Should I revert factors to numeric form, manually?-CodePudding

HF$anaemia = as.factor(HF$anaemia)
HF$diabetes = factor(HF$diabetes,levels=c(0,1),labels=c("Absent","Present"))
HF$hypertension = factor(HF$high_blood_pressure,levels=c(0,1),labels=c("Absent","Present"))
HF$sex = factor(HF$sex,levels=c(0,1),labels=c("Female","Male"))
HF$smoking = factor(HF$smoking,levels=c(0,1),labels=c("No","Yes"))
HF$DEATH_EVENT = as.factor(HF$DEATH_EVENT)

HF <- select(HF, -high_blood_pressure)

nrow(HF)
[1] 299

So this is the code I ran to adjust my variables before I began analyzing my current dataset.
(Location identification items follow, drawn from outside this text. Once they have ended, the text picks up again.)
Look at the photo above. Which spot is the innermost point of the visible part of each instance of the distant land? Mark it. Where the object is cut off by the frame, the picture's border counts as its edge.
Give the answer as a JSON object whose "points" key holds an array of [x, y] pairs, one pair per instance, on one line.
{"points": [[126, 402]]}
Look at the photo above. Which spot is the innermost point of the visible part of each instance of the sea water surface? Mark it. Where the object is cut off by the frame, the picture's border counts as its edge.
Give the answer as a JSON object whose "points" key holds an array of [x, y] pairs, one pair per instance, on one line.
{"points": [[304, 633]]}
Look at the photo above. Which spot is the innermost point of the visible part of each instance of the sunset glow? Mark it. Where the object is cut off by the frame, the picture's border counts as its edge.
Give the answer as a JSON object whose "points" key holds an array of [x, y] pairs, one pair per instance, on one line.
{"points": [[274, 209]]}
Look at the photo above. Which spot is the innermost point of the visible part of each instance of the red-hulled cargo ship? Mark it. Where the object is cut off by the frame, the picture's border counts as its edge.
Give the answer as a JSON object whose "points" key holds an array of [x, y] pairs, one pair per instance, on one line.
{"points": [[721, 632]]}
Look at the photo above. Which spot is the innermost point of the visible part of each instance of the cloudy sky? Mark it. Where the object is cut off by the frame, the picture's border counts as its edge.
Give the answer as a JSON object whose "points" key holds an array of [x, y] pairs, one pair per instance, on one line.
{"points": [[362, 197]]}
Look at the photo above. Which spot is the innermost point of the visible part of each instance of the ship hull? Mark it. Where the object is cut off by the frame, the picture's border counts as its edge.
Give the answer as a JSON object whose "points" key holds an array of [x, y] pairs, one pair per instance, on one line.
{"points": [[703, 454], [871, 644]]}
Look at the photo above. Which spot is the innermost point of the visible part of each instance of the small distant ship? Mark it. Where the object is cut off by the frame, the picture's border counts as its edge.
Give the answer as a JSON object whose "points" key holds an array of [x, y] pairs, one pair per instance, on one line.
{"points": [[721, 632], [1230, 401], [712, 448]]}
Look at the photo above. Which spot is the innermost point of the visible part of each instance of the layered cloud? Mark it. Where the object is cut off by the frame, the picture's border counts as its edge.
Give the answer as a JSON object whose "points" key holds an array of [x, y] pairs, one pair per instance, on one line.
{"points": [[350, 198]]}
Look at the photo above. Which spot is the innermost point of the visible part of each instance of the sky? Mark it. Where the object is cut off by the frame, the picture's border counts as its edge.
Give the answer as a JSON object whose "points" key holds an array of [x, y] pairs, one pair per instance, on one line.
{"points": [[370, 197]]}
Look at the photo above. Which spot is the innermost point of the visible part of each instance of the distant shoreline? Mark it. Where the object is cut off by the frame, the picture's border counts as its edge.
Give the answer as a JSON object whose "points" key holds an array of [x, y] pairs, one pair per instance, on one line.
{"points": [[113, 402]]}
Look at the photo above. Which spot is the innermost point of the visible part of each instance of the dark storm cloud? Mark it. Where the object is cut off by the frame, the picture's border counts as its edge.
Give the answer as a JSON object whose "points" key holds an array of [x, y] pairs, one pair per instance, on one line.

I'm at a point where I want to perform Cox Regression using My.stepwise::My.stepwise.coxph(), which requires all my variables to be numeric-- the way they were before I ran the code above.

I don't have industry experience yet and would like to know if the proper way to adjust my variables back to numeric form would be to do so manually... or is making a copy of the original dataset good enough?

Could the answer possibly be that "yes, it'd be ideal to revert back manually with a large dataset but since this one only has 299 observations, it's fine to make a copy"?

CodePudding user response：

If we need the factor columns to be integer, an option is to loop over the factor columns and use as.integer

HF2 <- HF
i1 <- sapply(HF, is.factor)
HF2[i1] <- lapply(HF, as.integer)

CodePudding user response：

With dplyr

library(tidyverse)

HF %>% 
  mutate(across(where(is.factor), as.numeric))